Forehead? Is it wrong to determine B? It seems that B is right, the title is wrong, right?

This question is by definition.

This question is answered using definitions. g(x) is a primitive function of f(x), which is solved using this property I wrote. f(x) is integrable in the interval, so g(x) is continuous in the interval, so there is no discontinuity.

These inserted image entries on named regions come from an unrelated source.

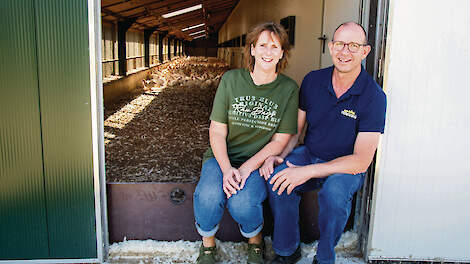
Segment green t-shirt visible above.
[203,69,299,168]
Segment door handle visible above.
[318,35,328,53]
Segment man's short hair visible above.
[333,21,367,44]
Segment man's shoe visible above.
[269,246,302,264]
[196,245,217,264]
[247,242,264,264]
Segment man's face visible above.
[328,25,370,73]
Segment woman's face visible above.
[251,30,284,71]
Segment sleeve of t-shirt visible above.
[210,74,228,124]
[359,88,387,133]
[276,83,299,134]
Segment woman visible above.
[194,22,298,263]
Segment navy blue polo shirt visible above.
[299,66,386,161]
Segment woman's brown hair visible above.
[243,22,290,72]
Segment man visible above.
[260,22,386,264]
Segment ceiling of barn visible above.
[101,0,239,40]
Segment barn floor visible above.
[104,57,228,182]
[107,231,365,264]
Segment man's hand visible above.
[223,167,241,199]
[259,156,284,181]
[269,161,311,195]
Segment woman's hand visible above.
[259,156,284,181]
[238,164,253,190]
[223,167,241,199]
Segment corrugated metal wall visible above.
[0,0,97,259]
[0,0,49,259]
[368,0,470,262]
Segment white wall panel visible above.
[367,0,470,261]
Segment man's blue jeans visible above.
[267,146,364,264]
[193,158,267,238]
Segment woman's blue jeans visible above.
[193,158,267,238]
[267,146,364,264]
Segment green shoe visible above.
[247,242,264,264]
[196,245,217,264]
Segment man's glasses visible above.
[333,41,367,53]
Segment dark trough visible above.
[107,183,246,243]
[107,183,324,243]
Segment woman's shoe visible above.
[196,245,217,264]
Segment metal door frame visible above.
[0,0,109,263]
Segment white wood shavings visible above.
[109,231,365,264]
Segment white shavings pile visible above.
[108,231,365,264]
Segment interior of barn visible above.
[101,0,383,260]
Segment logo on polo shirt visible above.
[341,109,357,119]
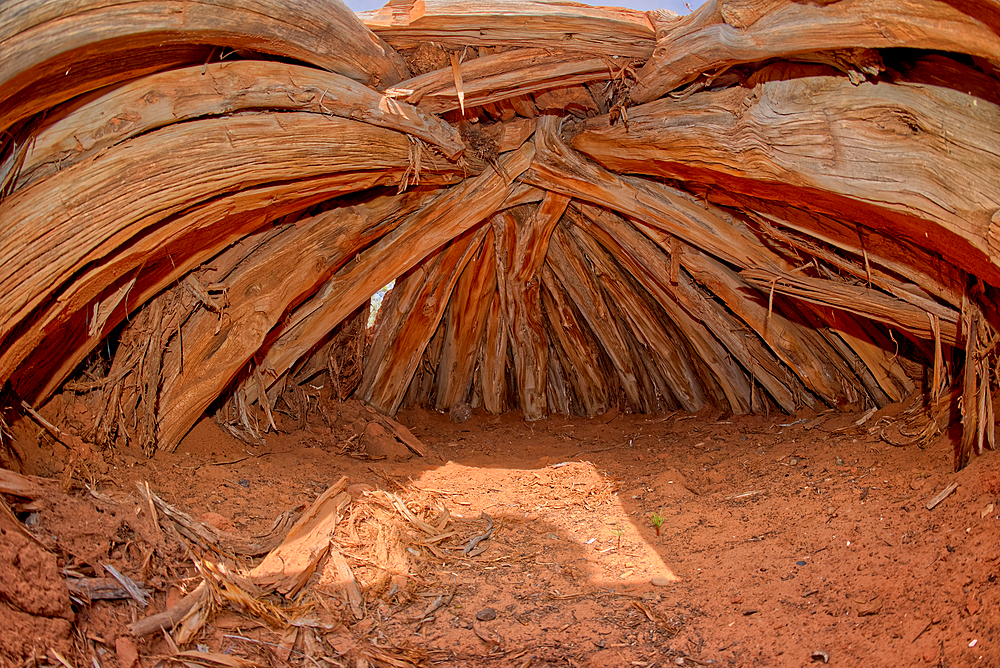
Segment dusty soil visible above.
[0,401,1000,668]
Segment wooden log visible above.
[546,227,642,411]
[572,207,797,413]
[541,263,611,417]
[157,196,440,451]
[0,113,446,370]
[435,228,497,410]
[250,476,351,598]
[245,144,534,408]
[742,269,959,346]
[572,73,1000,284]
[359,0,665,59]
[572,218,751,414]
[479,292,507,415]
[0,0,409,134]
[631,0,1000,103]
[356,226,486,415]
[493,193,569,420]
[15,60,465,187]
[385,48,633,114]
[9,172,444,403]
[522,116,777,267]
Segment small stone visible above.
[448,401,472,423]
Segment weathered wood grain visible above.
[15,60,465,188]
[571,75,1000,283]
[250,144,534,404]
[356,230,486,415]
[385,48,634,114]
[494,193,569,420]
[0,113,455,392]
[435,227,497,410]
[157,197,438,451]
[359,0,672,59]
[540,263,611,417]
[631,0,1000,103]
[0,0,409,136]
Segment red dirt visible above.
[0,402,1000,667]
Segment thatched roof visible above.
[0,0,1000,464]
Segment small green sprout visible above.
[611,522,625,549]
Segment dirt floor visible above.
[0,400,1000,668]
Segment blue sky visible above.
[345,0,701,16]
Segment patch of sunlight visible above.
[368,279,396,329]
[415,461,680,582]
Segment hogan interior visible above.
[0,0,1000,668]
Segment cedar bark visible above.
[571,75,1000,284]
[357,227,486,416]
[631,0,1000,103]
[0,0,409,136]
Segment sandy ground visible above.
[0,401,1000,668]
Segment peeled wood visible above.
[479,290,508,415]
[359,0,675,59]
[16,60,465,187]
[571,70,1000,284]
[608,210,842,412]
[357,227,486,415]
[494,193,569,420]
[12,170,430,402]
[585,207,800,413]
[522,112,774,267]
[540,263,611,417]
[631,0,1000,104]
[157,198,438,451]
[245,144,534,408]
[728,196,966,318]
[250,476,351,598]
[385,48,632,114]
[742,269,959,346]
[0,113,438,368]
[435,228,497,410]
[547,227,643,411]
[573,218,751,415]
[0,0,409,136]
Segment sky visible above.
[345,0,701,16]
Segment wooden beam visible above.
[385,48,634,114]
[157,196,434,451]
[547,227,643,411]
[0,0,409,137]
[356,226,486,415]
[540,263,611,417]
[630,0,1000,103]
[493,193,569,420]
[359,0,654,59]
[15,60,465,188]
[248,144,534,398]
[435,227,497,410]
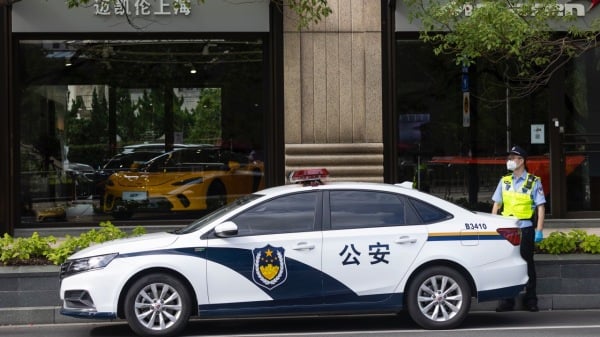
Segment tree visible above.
[404,0,600,98]
[64,0,331,29]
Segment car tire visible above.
[406,266,471,330]
[206,181,227,211]
[124,274,192,337]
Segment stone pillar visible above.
[283,0,383,181]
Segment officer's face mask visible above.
[506,159,517,171]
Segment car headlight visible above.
[60,253,119,278]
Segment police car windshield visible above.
[173,194,262,234]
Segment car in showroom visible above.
[60,169,527,336]
[92,150,163,198]
[102,146,264,218]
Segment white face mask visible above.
[506,160,517,171]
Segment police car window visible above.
[410,198,452,223]
[231,192,318,235]
[329,191,406,229]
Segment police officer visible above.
[492,146,546,312]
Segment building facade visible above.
[0,0,600,233]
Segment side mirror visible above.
[215,221,238,238]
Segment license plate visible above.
[122,192,148,201]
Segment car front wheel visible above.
[125,274,191,337]
[406,266,471,329]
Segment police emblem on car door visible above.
[252,245,287,289]
[201,191,322,312]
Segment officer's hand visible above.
[533,229,544,243]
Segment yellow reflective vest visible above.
[502,173,540,220]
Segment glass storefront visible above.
[16,38,268,225]
[395,35,600,212]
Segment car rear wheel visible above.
[125,274,191,337]
[406,266,471,329]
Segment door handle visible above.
[394,235,417,245]
[292,242,315,250]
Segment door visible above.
[323,190,427,304]
[206,191,322,314]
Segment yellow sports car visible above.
[103,147,264,218]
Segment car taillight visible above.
[496,228,521,246]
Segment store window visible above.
[396,35,600,212]
[17,36,268,225]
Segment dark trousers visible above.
[502,227,537,306]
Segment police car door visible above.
[323,190,427,305]
[200,190,322,315]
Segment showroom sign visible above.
[460,3,591,17]
[93,0,191,16]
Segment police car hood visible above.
[69,232,178,260]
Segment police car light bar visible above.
[289,168,329,186]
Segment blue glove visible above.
[533,229,544,243]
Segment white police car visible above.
[60,170,527,336]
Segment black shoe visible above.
[496,303,515,312]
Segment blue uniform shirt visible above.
[492,171,546,228]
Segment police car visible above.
[60,169,527,336]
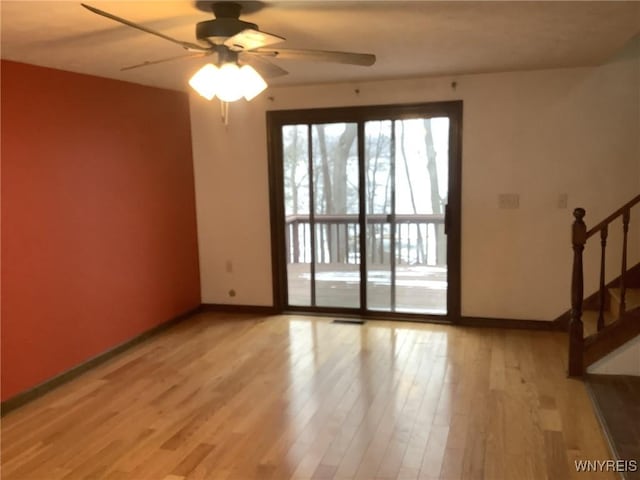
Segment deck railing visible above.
[285,214,446,265]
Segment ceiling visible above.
[0,0,640,90]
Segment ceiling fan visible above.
[81,1,376,78]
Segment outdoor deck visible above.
[287,263,447,315]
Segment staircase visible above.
[569,195,640,377]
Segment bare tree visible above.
[424,118,447,265]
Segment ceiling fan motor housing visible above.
[196,18,258,45]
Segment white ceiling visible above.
[0,0,640,90]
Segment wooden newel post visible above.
[569,208,587,377]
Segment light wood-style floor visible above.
[2,313,616,480]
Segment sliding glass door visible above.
[268,102,461,317]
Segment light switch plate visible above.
[498,193,520,210]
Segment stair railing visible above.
[569,195,640,376]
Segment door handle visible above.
[444,203,449,235]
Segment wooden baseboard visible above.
[0,306,201,417]
[201,304,563,331]
[199,303,281,315]
[456,317,562,331]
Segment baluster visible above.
[620,208,631,317]
[598,225,609,331]
[569,208,587,376]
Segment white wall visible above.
[191,39,640,320]
[587,337,640,376]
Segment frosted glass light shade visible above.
[240,65,267,101]
[189,63,267,102]
[189,63,218,100]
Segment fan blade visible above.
[120,52,213,72]
[224,28,285,52]
[240,52,289,78]
[80,3,208,51]
[247,48,376,67]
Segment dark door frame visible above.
[266,100,462,323]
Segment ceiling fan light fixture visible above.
[189,63,267,102]
[214,63,243,102]
[189,63,218,100]
[240,65,267,101]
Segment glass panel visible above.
[394,118,449,314]
[364,120,393,311]
[311,123,360,308]
[282,125,311,306]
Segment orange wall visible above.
[1,61,200,400]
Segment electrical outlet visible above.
[558,193,569,208]
[498,193,520,210]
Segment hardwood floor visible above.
[2,313,617,480]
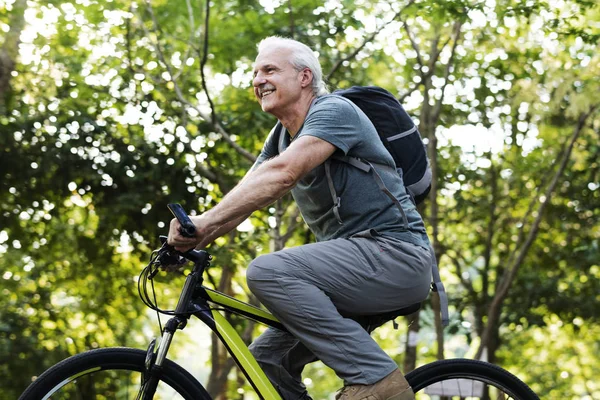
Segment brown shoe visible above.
[335,369,415,400]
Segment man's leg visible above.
[247,233,431,385]
[249,328,317,400]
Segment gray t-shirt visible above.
[253,95,429,248]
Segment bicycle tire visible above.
[406,359,539,400]
[19,347,211,400]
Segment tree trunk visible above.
[0,0,27,115]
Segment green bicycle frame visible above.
[192,286,285,400]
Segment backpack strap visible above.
[429,245,450,326]
[325,155,408,231]
[324,160,343,225]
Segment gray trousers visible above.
[246,230,431,400]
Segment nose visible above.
[252,72,267,88]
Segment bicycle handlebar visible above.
[167,203,196,237]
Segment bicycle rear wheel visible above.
[19,348,211,400]
[406,359,539,400]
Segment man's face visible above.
[252,47,302,113]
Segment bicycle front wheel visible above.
[19,348,211,400]
[406,359,539,400]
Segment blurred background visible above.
[0,0,600,400]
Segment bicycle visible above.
[19,204,539,400]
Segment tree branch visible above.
[325,0,415,81]
[144,0,256,162]
[429,21,463,121]
[475,105,598,358]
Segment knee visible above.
[246,254,276,296]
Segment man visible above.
[169,37,432,400]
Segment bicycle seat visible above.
[350,303,421,333]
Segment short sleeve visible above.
[250,123,283,171]
[298,95,364,154]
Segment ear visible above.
[300,68,313,88]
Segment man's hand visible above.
[167,216,208,252]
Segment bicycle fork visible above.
[137,268,201,400]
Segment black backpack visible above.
[333,86,431,204]
[274,86,449,326]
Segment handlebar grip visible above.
[167,203,196,237]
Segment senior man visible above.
[169,37,432,400]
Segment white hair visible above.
[257,36,329,97]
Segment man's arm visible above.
[169,136,336,249]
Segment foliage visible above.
[0,0,600,398]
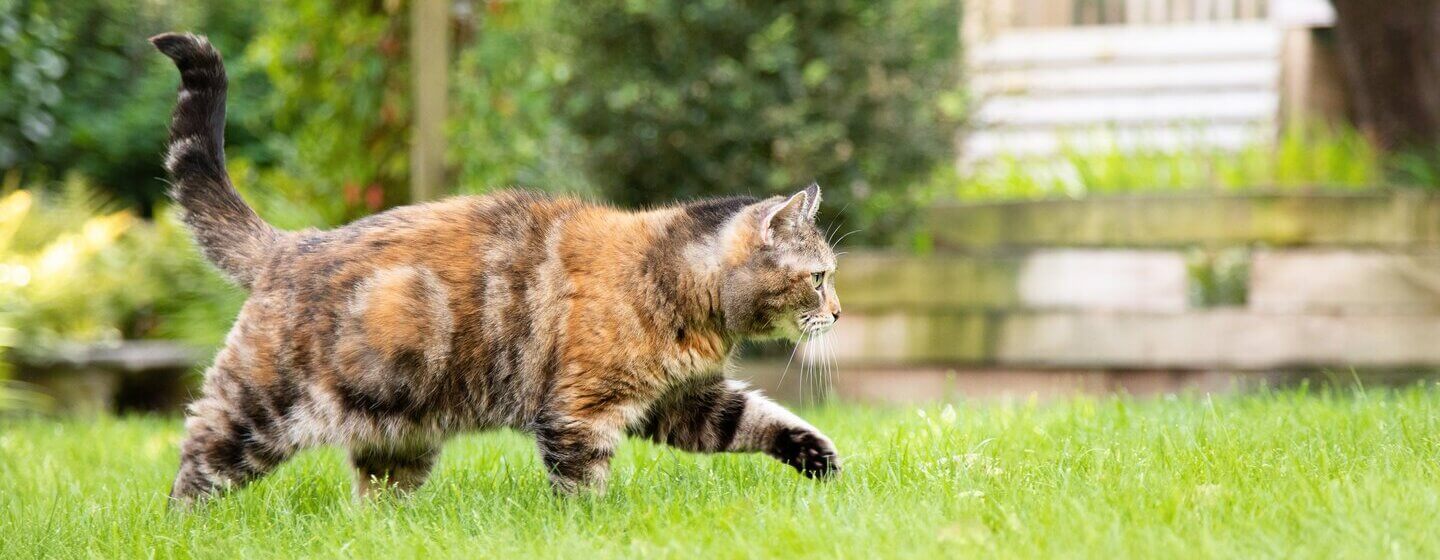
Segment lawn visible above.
[0,386,1440,560]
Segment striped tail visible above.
[150,33,281,288]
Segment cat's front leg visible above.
[727,380,840,478]
[536,410,621,494]
[632,376,840,478]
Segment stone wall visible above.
[771,193,1440,400]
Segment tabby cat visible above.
[151,33,840,502]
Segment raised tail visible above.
[150,33,281,288]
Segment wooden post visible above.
[410,0,449,202]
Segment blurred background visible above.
[0,0,1440,412]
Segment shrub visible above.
[559,0,959,239]
[0,0,271,212]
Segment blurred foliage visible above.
[246,0,410,227]
[956,127,1385,200]
[0,0,269,212]
[448,0,592,194]
[0,174,242,350]
[559,0,962,239]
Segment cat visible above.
[151,33,841,504]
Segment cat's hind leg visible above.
[170,382,294,504]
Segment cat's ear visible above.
[760,191,808,245]
[805,181,819,223]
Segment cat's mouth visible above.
[799,314,835,337]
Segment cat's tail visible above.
[150,33,281,288]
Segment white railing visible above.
[968,0,1270,30]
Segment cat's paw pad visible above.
[770,429,840,478]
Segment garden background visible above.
[8,0,1440,557]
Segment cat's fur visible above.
[151,35,840,501]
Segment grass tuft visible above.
[0,386,1440,559]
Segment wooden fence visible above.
[771,193,1440,400]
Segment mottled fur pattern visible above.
[153,35,840,501]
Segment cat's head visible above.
[720,184,840,340]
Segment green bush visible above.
[446,0,592,193]
[0,0,271,210]
[945,128,1385,200]
[243,0,410,227]
[0,181,243,351]
[557,0,959,239]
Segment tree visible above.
[1333,0,1440,153]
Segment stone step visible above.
[824,310,1440,371]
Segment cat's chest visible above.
[660,328,732,379]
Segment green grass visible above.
[949,127,1382,200]
[0,386,1440,559]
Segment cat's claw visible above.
[770,429,840,479]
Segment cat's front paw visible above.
[769,428,840,478]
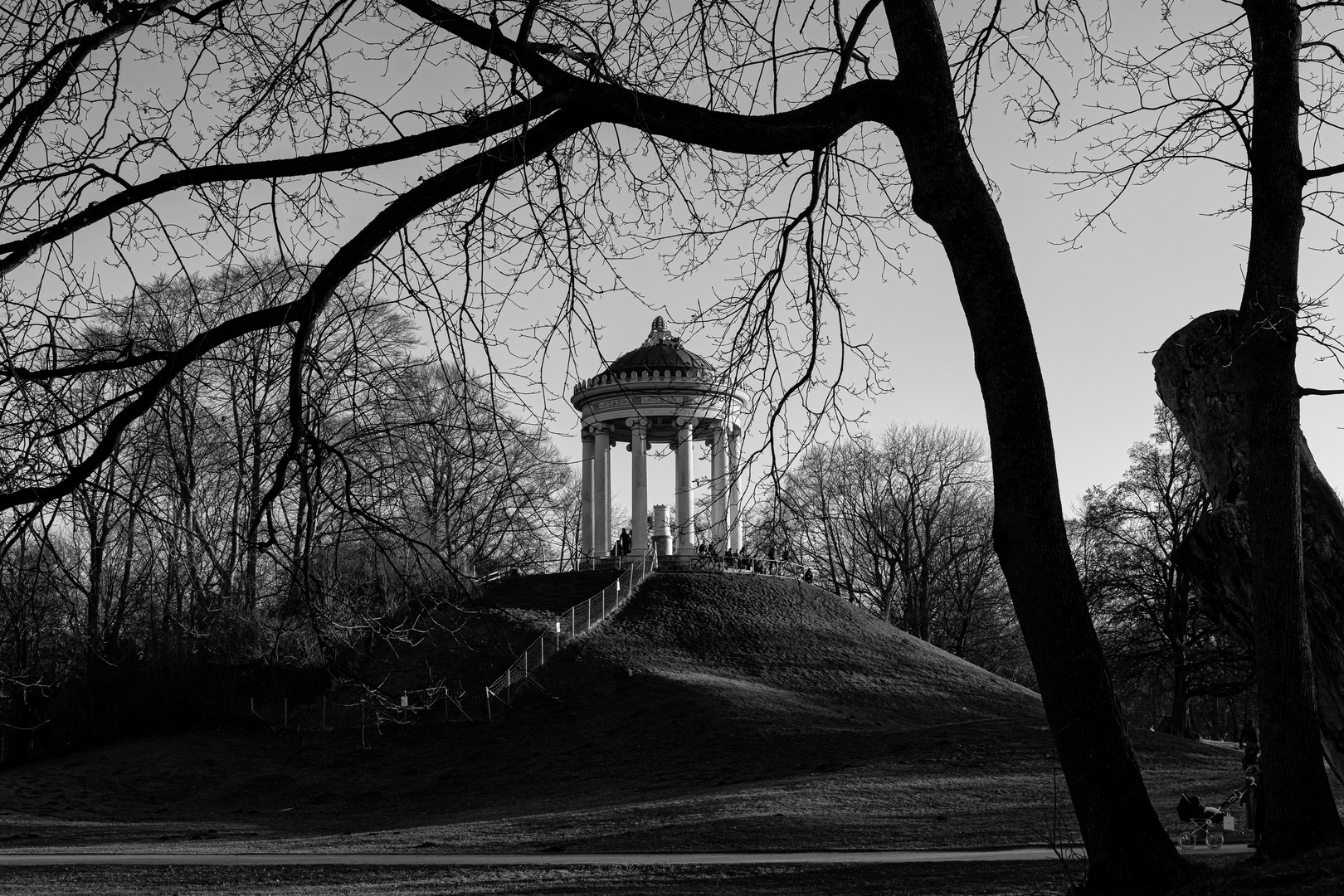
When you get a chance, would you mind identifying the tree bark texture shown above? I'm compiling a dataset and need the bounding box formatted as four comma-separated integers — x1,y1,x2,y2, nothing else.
886,0,1186,894
1153,310,1344,855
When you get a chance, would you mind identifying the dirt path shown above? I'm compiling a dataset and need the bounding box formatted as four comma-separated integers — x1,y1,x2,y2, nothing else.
0,846,1082,866
0,846,1236,866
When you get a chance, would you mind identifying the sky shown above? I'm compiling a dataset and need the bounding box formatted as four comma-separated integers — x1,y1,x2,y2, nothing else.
16,4,1344,532
553,102,1344,528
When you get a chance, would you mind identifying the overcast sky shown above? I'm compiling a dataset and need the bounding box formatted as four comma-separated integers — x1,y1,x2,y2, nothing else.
567,96,1344,532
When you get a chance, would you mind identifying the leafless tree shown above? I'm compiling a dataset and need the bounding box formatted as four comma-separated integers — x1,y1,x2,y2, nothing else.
0,0,1204,891
1048,0,1344,857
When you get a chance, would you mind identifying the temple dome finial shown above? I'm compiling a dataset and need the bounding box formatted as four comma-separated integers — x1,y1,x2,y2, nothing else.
640,314,681,348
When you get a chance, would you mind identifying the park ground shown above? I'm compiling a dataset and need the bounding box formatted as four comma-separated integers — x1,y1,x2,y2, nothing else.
0,575,1344,896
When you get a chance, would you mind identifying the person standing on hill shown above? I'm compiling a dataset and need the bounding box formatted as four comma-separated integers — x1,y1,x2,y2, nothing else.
1236,716,1259,750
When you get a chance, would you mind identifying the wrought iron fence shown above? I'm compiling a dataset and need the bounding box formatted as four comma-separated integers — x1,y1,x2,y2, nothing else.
485,551,659,716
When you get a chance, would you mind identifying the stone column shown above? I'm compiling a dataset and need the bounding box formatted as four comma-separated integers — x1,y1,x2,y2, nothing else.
674,418,695,556
626,416,649,556
728,425,742,551
579,427,592,558
592,423,611,558
709,423,728,553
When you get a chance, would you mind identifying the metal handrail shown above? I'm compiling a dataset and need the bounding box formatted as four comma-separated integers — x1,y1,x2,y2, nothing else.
485,551,659,714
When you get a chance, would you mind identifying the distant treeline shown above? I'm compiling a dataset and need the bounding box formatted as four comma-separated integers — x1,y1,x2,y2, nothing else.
752,408,1254,735
0,265,577,762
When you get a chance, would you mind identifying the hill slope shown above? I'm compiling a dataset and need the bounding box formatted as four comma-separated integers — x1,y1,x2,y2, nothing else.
0,573,1239,850
553,573,1040,731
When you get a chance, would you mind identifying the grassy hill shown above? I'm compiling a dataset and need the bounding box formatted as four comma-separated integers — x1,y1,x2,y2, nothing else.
0,573,1239,850
333,572,617,709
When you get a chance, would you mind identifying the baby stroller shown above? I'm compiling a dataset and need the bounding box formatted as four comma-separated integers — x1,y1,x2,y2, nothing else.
1176,790,1242,849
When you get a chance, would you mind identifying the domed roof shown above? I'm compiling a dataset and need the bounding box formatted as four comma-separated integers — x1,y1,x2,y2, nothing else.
602,317,713,375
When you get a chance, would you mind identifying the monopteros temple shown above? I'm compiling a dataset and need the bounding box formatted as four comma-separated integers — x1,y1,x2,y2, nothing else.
572,317,746,560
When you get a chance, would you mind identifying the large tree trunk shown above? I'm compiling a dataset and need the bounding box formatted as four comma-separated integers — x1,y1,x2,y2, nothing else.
886,0,1188,894
1153,312,1344,781
1153,310,1344,855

The reason is that your integration result is wrong, you give a primitive function, ignoring the +c part of the indefinite integral, because of the existence of the +c part, the piecewise functional number ends up continuous, in fact, g(1)=f(x) on (0,1) integral, is 2 3, and on the g+ side, he is equal to f(x) on (0,1+), and the +c part must adjust the function so that g+=2 3

So in the second function g(x)=x 2 6-x 3 +5 6, you are missing this 5 6

1 This is all a matter of understanding the definition, which is actually two sets, one is m straight line and the other is n = circle. They are different types, and when they intersect, they are naturally 0. Empty set!

Is the set the area of the circle, the piece, or the circumference? Are elements points? If the circle is infinite, because the intersecting segments are line segments, and there are infinitely many points on the line segments, if it is a circumference, then the intersection points are two.

Do empty sets count as intersections?

What is A?

m=2 + 3

then 2+1<2 + 3<2+2

That is: choose B out of 3, the answer is wrong.

Representing typical figures, it is easy to verify that BC is wrong.

Take -1 2 and -1 3 to prove that option b is wrong.

Take -1 10 and -1 100 to prove that option C is wrong.